A man pulls himself up the 30$^{\circ }$ incline by the method shown in Fig. If the combined mass of the man and the cart is 100kg, determine the acceleration of the cart if the man exerts a pull of 250N on the rope. Neglect all friction and the mass of the rope, oulleysand wheels: (Given g=10$m{{s}^{-2}}$)

$\text{A}\text{. }4.5m{{s}^{-2}}$
$\text{B}\text{. 2}.5m{{s}^{-2}}$
$\text{C}\text{. 3}.5m{{s}^{-2}}$
$\text{D}\text{. 1}.5m{{s}^{-2}}$

Answer 1

Find the net tension force acting on the system of the man and the cart. Then calculate the other forces acting on the system. Divide the gravitational force into two components, one parallel to the inclined plane and the other perpendicular to the plane. Then calculate the net force on the system. Then use Newton’s second law and find the acceleration of the system.
Formula used:
F=mg
${{F}_{net}}=ma$

Complete answer:
When the man pulls the rope with a force of 250N, a tension will develop in the rope equal to the force applied on it. Let the tension in the rope be T. Therefore, T = 250N.

As we can see that the rope is attached to the cart with means of a pulley. Due to this a tension equal to 2T will develop in the rope attached to the cart.
Hence, the net tension force acting in the combined mass of the man and the cart is 2T+T = 3T.
Now, let us find the other forces acting on the system of the man and the cart. The gravitational force will act on the system in the downward direction.
The gravitational force is given as F = mg, where m is the mass of the system and g is acceleration due to gravity.
Hence, F = (100)(10) = 1000N.

Now resolve the gravitational force F into two components. One along the inclined plane (equal to Sin 30) and the other in perpendicular to the plane of inclination (equal to Cos 30), as shown.
The perpendicular component will be balanced by the normal force exerted by the plane.
The force Fsin30 will be in the opposite direction to the direction of the tension.
Therefore, the net force on the system is ${{F}_{net}}=3T-F\sin 30$.
$\Rightarrow {{F}_{net}}=3T-\dfrac{F}{2}$.
Substitute the values of F and T.
$\Rightarrow {{F}_{net}}=3(250)-\dfrac{1000}{2}=750-500=250N$.
From Newton’s second law motion we know that ${{F}_{net}}=ma$, where a is the acceleration of the system.
$\Rightarrow a=\dfrac{{{F}_{net}}}{m}$.
$\Rightarrow a=\dfrac{{{F}_{net}}}{m}=\dfrac{250}{100}=2.5m{{s}^{-2}}$
This means that acceleration of the body is 2.5$m{{s}^{-2}}$.

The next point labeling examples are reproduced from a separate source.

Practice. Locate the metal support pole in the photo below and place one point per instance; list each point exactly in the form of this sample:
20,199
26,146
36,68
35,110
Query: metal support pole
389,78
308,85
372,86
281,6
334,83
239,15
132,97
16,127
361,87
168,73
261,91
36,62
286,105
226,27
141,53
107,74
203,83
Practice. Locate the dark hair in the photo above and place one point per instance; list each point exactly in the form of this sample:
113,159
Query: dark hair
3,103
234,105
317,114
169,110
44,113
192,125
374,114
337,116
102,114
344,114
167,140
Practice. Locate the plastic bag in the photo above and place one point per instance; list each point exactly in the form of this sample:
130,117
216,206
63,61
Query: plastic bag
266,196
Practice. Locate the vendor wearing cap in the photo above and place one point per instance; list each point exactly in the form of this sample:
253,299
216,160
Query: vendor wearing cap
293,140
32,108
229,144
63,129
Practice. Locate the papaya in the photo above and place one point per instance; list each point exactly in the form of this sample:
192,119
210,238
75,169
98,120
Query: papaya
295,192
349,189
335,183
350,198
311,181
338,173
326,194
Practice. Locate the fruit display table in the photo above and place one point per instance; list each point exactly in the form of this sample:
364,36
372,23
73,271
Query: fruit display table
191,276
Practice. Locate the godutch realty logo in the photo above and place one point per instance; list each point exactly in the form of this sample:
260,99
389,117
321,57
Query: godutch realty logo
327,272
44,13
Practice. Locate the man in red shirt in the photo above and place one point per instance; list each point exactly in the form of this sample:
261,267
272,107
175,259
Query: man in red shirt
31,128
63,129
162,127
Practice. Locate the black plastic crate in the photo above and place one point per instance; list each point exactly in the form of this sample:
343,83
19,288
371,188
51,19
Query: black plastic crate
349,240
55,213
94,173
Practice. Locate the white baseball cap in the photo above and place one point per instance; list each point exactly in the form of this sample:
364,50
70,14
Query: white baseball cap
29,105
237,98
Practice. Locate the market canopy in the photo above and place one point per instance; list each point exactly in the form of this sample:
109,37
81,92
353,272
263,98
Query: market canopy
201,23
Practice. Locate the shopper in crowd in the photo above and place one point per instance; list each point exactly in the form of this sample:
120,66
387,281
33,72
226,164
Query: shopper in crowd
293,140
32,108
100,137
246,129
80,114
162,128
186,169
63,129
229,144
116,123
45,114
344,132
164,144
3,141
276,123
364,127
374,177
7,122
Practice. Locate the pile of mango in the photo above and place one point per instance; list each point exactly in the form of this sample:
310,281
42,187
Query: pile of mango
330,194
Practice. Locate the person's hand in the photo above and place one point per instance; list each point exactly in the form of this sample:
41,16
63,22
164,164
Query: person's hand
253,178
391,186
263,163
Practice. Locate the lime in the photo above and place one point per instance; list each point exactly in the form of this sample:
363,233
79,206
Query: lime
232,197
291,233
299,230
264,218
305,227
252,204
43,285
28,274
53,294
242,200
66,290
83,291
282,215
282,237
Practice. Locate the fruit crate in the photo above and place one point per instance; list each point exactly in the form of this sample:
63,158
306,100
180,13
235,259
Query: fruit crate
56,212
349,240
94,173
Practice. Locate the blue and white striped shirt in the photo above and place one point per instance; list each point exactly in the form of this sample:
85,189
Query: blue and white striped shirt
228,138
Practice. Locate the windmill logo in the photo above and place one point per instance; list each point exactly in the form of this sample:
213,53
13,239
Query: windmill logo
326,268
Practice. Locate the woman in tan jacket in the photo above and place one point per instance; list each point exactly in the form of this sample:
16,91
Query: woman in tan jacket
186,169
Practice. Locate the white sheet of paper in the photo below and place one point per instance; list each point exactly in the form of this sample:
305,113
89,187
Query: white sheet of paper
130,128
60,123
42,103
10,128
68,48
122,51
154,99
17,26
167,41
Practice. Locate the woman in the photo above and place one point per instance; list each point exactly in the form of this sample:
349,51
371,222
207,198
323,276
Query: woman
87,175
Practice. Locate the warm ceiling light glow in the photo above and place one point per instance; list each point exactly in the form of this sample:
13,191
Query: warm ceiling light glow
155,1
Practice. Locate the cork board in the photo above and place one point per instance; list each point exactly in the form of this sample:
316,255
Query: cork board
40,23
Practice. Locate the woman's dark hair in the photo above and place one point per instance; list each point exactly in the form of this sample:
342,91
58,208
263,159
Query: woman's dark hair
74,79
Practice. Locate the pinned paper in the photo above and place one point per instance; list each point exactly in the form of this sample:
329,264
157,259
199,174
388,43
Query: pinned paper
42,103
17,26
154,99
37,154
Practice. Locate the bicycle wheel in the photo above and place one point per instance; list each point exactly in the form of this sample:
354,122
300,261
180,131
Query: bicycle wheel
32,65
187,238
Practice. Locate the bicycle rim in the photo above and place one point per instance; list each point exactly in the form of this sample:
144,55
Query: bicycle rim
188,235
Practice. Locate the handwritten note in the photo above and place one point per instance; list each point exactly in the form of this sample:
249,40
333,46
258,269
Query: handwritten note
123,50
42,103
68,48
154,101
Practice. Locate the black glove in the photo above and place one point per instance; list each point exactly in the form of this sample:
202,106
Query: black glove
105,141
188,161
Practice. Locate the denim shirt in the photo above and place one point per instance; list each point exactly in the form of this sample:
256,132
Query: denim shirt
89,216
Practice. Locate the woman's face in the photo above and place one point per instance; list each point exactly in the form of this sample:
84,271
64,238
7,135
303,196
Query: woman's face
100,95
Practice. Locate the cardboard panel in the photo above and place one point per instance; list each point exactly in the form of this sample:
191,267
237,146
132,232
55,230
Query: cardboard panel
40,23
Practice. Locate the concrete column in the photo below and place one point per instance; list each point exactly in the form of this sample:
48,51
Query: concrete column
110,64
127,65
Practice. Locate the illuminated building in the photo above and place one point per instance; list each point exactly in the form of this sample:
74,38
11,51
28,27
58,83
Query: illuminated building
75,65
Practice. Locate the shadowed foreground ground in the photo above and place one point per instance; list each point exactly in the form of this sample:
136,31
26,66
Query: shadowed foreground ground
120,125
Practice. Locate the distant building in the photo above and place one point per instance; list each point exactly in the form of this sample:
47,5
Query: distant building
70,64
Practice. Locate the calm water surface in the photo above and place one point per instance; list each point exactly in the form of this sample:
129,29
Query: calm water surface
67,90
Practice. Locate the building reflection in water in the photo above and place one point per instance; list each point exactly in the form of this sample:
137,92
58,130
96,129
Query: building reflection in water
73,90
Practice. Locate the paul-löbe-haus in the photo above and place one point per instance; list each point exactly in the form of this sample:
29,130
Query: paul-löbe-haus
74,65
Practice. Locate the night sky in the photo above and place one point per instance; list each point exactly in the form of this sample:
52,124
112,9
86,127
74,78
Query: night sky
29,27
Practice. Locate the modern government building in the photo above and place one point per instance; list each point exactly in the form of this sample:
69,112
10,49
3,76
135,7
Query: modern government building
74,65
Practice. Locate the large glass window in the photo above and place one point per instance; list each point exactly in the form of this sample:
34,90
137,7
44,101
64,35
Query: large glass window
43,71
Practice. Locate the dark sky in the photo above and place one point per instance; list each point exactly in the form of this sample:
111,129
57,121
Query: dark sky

Hence, the correct option is B.

Note:
The system of the man and the cart will move up the inclined plane only when the net tension force is greater than the component of the gravitational force parallel to the inclined plane.
Note that the acceleration of the cart and the man is the same and in the upwards direction parallel to the inclined plane.